Laura Tang, pathologist, Memorial Sloan kettering Cancer Center, New York, USA

Biography

Laura Tang, M.D., Ph.D. is an Attending and Professor of Pathology in the Department of Pathology and Laboratory Medicine at MSKCC and Weill Cornell Medical College. Her clinical practice and research focus on gastrointestinal (GI), pancreas, and liver pathology. She completed her anatomic pathology training at Yale-New Haven Hospital and GI pathology fellowship at MSKCC. Dr. Tang has > 20-years’ experience in clinical practice and routinely handles high volume and complex GI, pancreas, liver cases. She has served as a member of Cancer Committee of College American Pathologist (CAP), member of expert panel to American joint Committee on Cancer (AJCC) 8th Edition Cancer Manual and member of American Society of Clinical Oncology (ASCO) GI Cancer Guideline Advisory Group. Dr. Tang Co-authored the latest edition (Series 4) of Tumor of the Intestines, Armed Force Institute of Pathology (AFIP) Atlas of Tumor Pathology, and contributed articles in 5th and coming 6th Edition of WHO Classification of Tumours in Digestive System.

Summary of presentation

Gastric adenocarcinoma (GAC) is a heterogeneous disease with complex pathogenesis, various anatomical sites, and wide range histopathologic phenotypes.
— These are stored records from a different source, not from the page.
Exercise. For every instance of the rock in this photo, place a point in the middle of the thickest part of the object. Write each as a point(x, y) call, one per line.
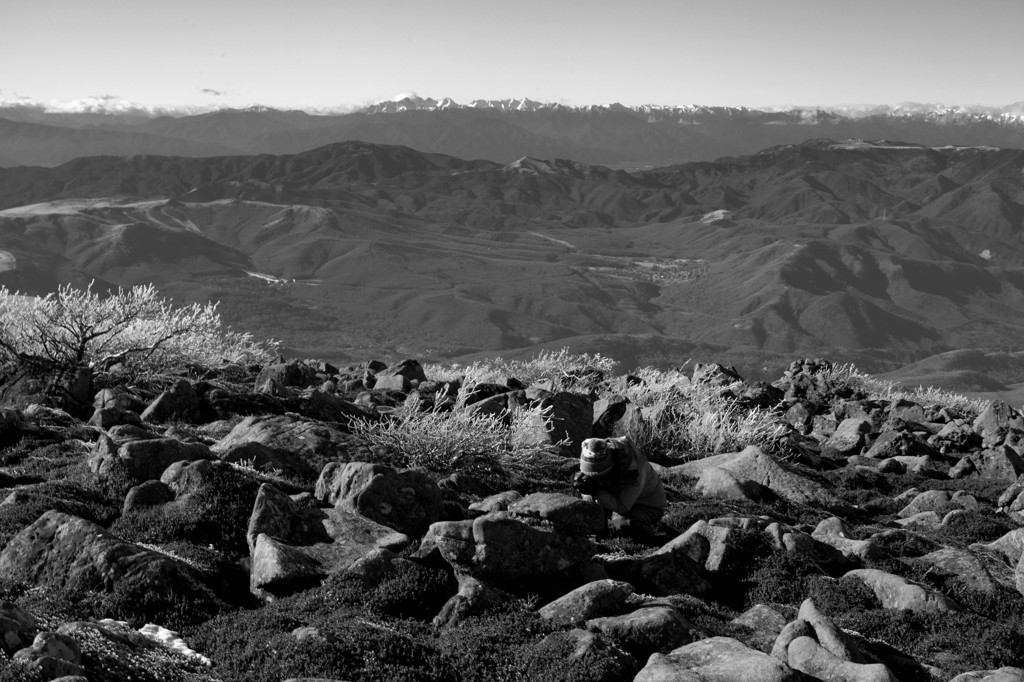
point(11, 426)
point(566, 513)
point(809, 656)
point(267, 460)
point(993, 423)
point(586, 602)
point(67, 551)
point(408, 501)
point(495, 547)
point(105, 418)
point(764, 623)
point(898, 443)
point(705, 544)
point(927, 501)
point(833, 531)
point(52, 654)
point(295, 544)
point(666, 571)
point(291, 375)
point(580, 649)
point(1010, 546)
point(474, 597)
point(719, 483)
point(607, 412)
point(313, 443)
point(754, 465)
point(179, 401)
point(146, 494)
point(374, 566)
point(1001, 463)
point(895, 592)
point(962, 566)
point(716, 659)
point(497, 502)
point(647, 630)
point(1005, 674)
point(145, 460)
point(17, 628)
point(848, 439)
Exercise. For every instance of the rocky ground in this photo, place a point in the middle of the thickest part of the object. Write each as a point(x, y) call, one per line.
point(239, 508)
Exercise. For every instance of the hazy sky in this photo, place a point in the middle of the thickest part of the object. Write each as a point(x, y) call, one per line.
point(326, 53)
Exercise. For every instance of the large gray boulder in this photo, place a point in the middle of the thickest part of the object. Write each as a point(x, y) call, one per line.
point(716, 659)
point(499, 548)
point(588, 601)
point(295, 544)
point(408, 500)
point(895, 592)
point(143, 460)
point(647, 630)
point(753, 464)
point(66, 551)
point(564, 512)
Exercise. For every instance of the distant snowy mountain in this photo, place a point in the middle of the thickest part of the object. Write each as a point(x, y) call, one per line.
point(500, 130)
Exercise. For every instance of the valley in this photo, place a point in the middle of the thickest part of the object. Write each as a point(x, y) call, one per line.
point(880, 254)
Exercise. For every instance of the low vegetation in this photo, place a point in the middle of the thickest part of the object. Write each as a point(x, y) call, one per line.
point(352, 627)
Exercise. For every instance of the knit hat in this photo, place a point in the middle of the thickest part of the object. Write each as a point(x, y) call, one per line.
point(595, 459)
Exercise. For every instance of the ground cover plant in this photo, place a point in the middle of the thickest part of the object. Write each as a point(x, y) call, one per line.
point(384, 568)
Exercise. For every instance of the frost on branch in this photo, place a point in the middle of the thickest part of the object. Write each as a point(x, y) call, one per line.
point(73, 327)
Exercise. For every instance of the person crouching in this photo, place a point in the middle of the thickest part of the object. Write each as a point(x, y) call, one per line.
point(616, 475)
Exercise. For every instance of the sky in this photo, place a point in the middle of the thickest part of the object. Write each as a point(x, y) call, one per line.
point(338, 54)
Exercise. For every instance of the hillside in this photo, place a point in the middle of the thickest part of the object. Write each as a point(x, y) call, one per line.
point(879, 253)
point(496, 130)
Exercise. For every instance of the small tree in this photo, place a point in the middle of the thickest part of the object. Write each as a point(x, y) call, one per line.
point(73, 327)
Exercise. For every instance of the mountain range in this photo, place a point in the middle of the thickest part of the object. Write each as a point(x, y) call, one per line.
point(628, 137)
point(878, 252)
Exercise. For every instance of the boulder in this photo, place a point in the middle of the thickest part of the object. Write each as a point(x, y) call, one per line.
point(144, 460)
point(586, 602)
point(267, 460)
point(408, 501)
point(895, 592)
point(52, 654)
point(1000, 463)
point(497, 502)
point(719, 483)
point(292, 375)
point(716, 659)
point(753, 464)
point(564, 512)
point(17, 628)
point(311, 442)
point(849, 437)
point(1005, 674)
point(294, 544)
point(585, 650)
point(647, 630)
point(807, 655)
point(473, 598)
point(70, 552)
point(994, 421)
point(179, 401)
point(499, 548)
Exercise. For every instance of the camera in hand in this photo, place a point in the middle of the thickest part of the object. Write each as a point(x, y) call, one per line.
point(585, 484)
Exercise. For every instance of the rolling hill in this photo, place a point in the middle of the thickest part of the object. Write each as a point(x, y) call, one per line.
point(876, 252)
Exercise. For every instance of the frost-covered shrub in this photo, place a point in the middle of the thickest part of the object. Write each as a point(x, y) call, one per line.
point(443, 440)
point(135, 327)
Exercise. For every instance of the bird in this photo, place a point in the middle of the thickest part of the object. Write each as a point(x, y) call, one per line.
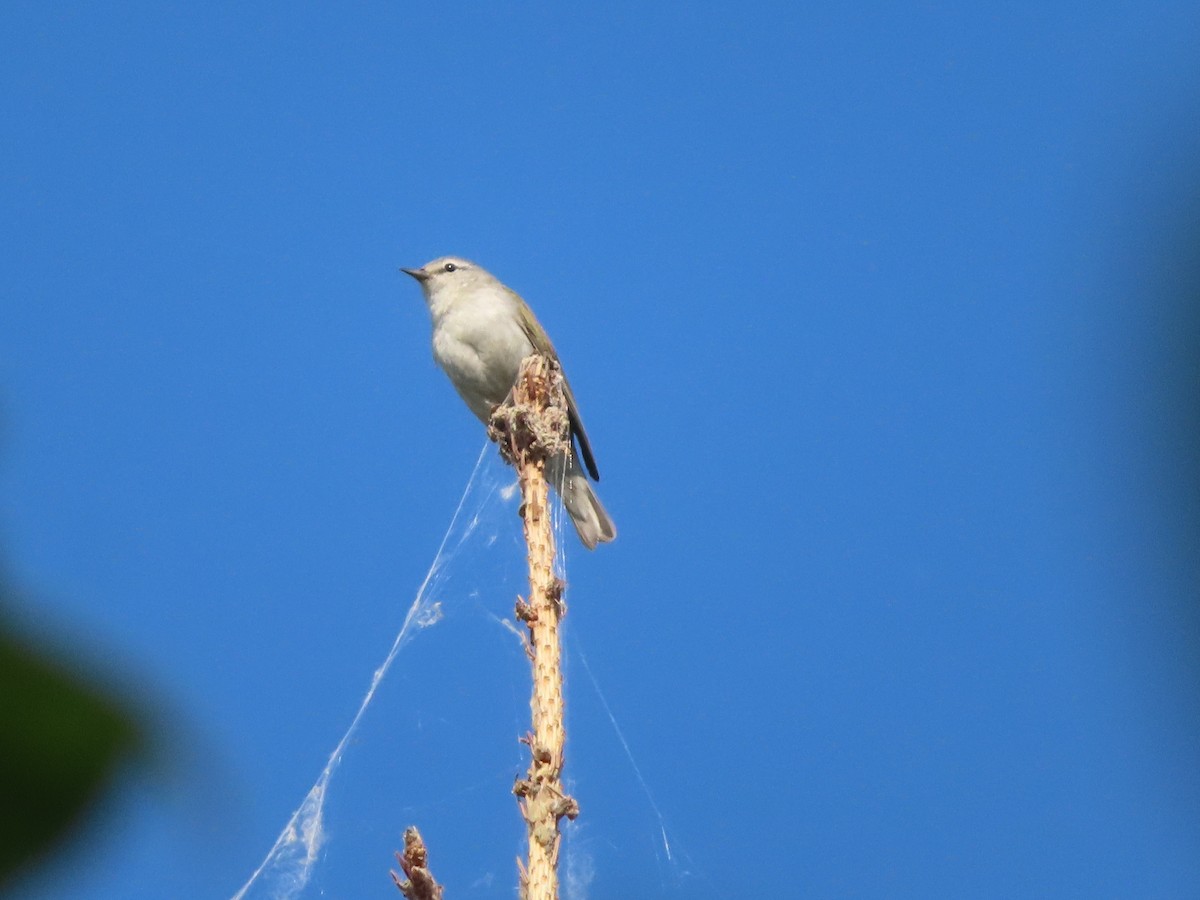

GACs have been classified suing several systems including Laurén and World Health Organization (WHO) classifications, as well as genetic profiling from The Cancer Genome Atlas program (TCGA).  In general, most GACs fall into categories as cohesive tubular/intestinal, poorly cohesive (with or without signet ring cells), or a mixed cohesive and poorly cohesive histological subtypes.  The phenotypes often correlate to the genetic profiles of the tumors and have important implications for treatment and prognosis.  However, there are certain cases where the histological features of GAC do not clearly align with the established classification systems, resulting in what is known as “indeterminate” type.  These indeterminate GACs present challenges not only in pathological diagnosis, but also in surgical and oncological management.   It is currently unknown whether the genomic profiles and clinical outcome of indeterminate GAC are similar to those of clearly defined cohesive tubular / intestinal or non-cohesive type GACs.  Therefore, further investigations that combine detailed pathological assessments and clinical and genetic data are necessary to better characterize these indeterminate subtypes of GAC.